Menschenrechte unter Druck - 75 Jahre Konvention
04.11.2025 15:33
Politiker kritisieren den Menschenrechtsgerichtshof, Urteile werden
ignoriert - wo steht Europas Menschenrechtsabkommen nach 75 Jahren?
Straßburg (dpa) - Die Europäische Menschenrechtskonvention (EMRK)
feiert ihr 75. Jubiläum unter Druck. Über ihre Einhaltung wacht der
Gerichtshof für Menschenrechte (EGMR), den mehrere Länder für seine
Rechtsprechung angreifen. Zudem werden Urteile immer wieder nicht
umgesetzt. Dabei sichert die EMRK wichtige Rechte zu, etwa das Recht
auf Leben, das Verbot der Folter oder die Meinungsfreiheit.
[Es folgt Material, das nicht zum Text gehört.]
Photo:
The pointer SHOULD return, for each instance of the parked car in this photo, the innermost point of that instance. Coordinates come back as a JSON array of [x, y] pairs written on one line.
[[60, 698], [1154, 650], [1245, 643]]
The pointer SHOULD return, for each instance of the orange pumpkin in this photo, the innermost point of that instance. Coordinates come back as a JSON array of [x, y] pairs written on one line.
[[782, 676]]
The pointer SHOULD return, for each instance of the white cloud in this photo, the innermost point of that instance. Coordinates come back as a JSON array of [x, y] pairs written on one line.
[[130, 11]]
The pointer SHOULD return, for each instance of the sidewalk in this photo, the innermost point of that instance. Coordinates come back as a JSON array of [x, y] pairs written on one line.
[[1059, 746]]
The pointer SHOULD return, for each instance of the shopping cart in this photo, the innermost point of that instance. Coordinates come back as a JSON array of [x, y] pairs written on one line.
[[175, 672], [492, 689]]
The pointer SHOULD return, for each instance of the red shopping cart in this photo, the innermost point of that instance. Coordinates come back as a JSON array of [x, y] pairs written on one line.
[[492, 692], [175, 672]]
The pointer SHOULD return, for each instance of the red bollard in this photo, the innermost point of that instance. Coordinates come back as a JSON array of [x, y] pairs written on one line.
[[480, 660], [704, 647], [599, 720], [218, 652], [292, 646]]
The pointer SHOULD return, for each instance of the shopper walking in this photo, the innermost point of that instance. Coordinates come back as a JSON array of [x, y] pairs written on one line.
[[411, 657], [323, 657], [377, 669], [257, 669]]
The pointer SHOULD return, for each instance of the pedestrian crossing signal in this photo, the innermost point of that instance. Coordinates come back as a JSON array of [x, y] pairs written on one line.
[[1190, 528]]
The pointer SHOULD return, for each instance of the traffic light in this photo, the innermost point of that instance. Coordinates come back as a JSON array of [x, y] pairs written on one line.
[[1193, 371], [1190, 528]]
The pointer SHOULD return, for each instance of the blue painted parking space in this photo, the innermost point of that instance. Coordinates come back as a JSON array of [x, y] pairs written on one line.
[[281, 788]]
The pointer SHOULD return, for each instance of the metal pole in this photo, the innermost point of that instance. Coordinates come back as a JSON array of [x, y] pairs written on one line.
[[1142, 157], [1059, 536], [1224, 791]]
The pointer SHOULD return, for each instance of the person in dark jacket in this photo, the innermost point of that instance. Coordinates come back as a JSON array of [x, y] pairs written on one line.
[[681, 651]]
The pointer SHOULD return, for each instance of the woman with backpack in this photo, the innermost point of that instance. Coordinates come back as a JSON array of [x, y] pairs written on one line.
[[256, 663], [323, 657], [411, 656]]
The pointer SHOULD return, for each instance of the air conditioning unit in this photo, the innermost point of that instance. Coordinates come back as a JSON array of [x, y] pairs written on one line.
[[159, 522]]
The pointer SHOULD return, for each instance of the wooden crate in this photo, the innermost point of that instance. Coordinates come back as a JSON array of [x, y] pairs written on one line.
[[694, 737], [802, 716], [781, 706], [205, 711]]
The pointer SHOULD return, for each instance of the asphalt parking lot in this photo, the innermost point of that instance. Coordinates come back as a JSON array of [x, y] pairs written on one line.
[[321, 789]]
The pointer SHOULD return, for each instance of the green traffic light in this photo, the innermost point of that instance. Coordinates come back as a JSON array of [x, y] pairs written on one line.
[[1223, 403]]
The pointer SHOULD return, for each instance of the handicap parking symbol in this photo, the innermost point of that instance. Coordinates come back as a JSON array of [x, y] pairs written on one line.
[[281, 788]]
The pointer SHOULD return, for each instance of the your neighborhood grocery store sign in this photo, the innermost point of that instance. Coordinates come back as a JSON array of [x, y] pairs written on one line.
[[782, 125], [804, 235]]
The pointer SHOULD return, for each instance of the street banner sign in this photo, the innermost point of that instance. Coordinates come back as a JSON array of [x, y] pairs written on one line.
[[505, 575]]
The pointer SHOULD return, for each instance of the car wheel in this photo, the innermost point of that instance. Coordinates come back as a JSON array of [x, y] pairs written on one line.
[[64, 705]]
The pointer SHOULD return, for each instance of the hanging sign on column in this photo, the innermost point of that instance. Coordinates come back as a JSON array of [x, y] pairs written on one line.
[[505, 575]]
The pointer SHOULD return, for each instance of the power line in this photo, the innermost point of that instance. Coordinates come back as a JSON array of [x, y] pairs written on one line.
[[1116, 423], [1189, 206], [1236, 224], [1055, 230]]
In einem offenen Brief im Mai hatten neun europäische Staats- und
Regierungschefs - darunter von Dänemark, Italien, Österreich und
Polen - den Europäischen Gerichtshof für Menschenrechte für seine
Auslegung der EMRK in Migrationsfragen kritisiert, weil sie den
Handlungsspielraum der Staaten zu stark einschränke.
Die Direktorin des Deutschen Instituts für Menschenrechte (DIMR),
Beate Rudolf, blickt mit Sorge darauf. «Das ist alarmierend im
Rechtsstaat», sagte Rudolf der Deutschen Presse-Agentur (dpa). Kritik
am Gerichtshof dürften die Staaten natürlich äußern, aber nicht dur
ch
öffentlichen Druck, sondern indem sie sich an den Gerichtsverfahren
beteiligen.
Der Generalsekretär des Europarats, Alain Berset, sagte der BBC, er
sei «absolut bereit und wirklich offen für alle politischen
Diskussionen». Dazu gehöre die Diskussion über Migrationsfragen.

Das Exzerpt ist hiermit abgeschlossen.